«—Ah! parbleu! il n'y a pas de doute,» s'écrie Jean. «C'est moi qui sens comme cela; cette sacrée odeur de pipe pénètre dans les habits... Je n'ai pourtant pas encore fumé aujourd'hui.»

On ne répond rien; on se regarde en se faisant des mines. Caroline elle-même semble partager l'humeur générale. Bientôt les deux jeunes dames se lèvent vivement, vont embrasser madame Dorville en lui disant: «Adieu, ma chère, il faut que nous nous sauvions... nous sommes pressées,» et elles s'éloignent sans jeter un regard sur Jean.

Celui-ci est resté sur sa chaise; il ne se dandine plus, il se tient bien raide; mais il suit des yeux tous les mouvemens de Caroline.

Le petit-maître ne tarde pas à se lever aussi; il fait quelques tours dans le salon, se regarde dans une glace, dit quelques mots à demi-voix à madame Beaumont; puis va baiser la main de madame Dorville, lui présente ses hommages en souriant de la manière la plus gracieuse, et s'éloigne en pirouettant.

Jean a regardé tout cela en restant sur sa chaise, sur laquelle il semble collé.
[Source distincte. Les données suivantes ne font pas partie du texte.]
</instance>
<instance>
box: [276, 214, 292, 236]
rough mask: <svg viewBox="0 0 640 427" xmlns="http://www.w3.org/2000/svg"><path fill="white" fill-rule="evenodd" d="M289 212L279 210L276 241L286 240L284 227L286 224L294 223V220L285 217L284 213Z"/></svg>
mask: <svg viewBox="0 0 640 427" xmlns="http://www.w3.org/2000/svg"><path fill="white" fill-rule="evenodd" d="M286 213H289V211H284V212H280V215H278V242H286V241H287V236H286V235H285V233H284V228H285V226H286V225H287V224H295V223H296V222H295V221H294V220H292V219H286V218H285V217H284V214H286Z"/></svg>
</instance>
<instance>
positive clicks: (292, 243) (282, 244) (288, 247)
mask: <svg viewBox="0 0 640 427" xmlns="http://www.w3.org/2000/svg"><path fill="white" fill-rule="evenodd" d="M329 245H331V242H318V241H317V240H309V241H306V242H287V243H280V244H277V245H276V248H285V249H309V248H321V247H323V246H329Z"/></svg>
Madame Dorville revient s'asseoir près de madame Beaumont. La conversation languit; ces dames ne font qu'échanger quelques mots, et Jean n'ose pas se mêler à ce qu'elles se disent. Il regarde toujours Caroline, parce qu'il ne peut se lasser de la voir; mais il se dit en lui-même: «Si tout le monde s'en va, il faut pourtant que je m'en aille aussi.»

Et tout en se disant cela, il ne peut se décider à partir; mais au bout de cinq minutes madame Beaumont s'écrie: «Cette odeur de pipe fait horriblement mal à la tête et au cœur!—Oui... c'est vrai,» répond faiblement madame Dorville, «quand on n'y est pas habitué...»

Ces mots font l'effet de la foudre sur Jean; il se lève brusquement, et va saluer Caroline en murmurant: «Pardon, madame. Si j'avais deviné plus tôt que cette odeur vous déplaisait, il y a long-temps que je serais parti.

»—Mais, monsieur, il ne faut pas que cela vous renvoie,» répond Caroline d'un ton froid mais poli.

«—Oh! pardonnez-moi, madame, je vois bien... je comprends bien que chez vous... il faut...»

Tout en parlant, Jean reculait vers la porte et regardait encore madame Dorville. Tout à coup des miaulemens plaintifs se font entendre; c'est un joli chat dont Jean écrase la queue sans s'en apercevoir.